Now let's replace the above Irish stereotype with a dolphin, for roleplaying's sake:

"Chirp Chirp Pip Pip Pip Clikakakakakaka Click Eeep!" Um, I'm not really sure what you said but if it's how I'm doing, well, sorta bad... you see my girl jus - "Eee eee eee ee eeee eee brrrrrrrrrrr!" Thanks for interrupting me buddy. I guess I'll have a Tullamore Dew and - "Click Click Ererererererereeek!" Um, I guess I'm going to take my business elsewhere unless you serve me a fucking drink, right now. {Bartender plays with ball, eats fish, warns of child stuck in buoy}.

OK - that never happened to me because I don't frequent the type of places a dolphin would be bartending.

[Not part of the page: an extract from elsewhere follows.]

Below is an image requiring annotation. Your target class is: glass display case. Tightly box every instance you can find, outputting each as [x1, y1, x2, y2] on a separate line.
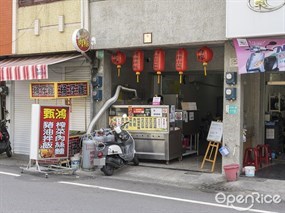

They're usually not at friendly neighborhood bars. Instead they usually work a W Hotel Bars or places with names like "Exit", "Libation", "k@rma" or "The Douche Factory". Since my visual aesthetic involves dark wooden walls and mirrors and not red leather divans and bottle service, I am unlikely to encounter the terrible service afforded by these creatures. Unless I were on a business trip and had to entertain prospects. But since my business trips most often involve amphibious armored personnel carriers and 7.62mm ammunition to terminate the dolphin menace, it won't actually happen.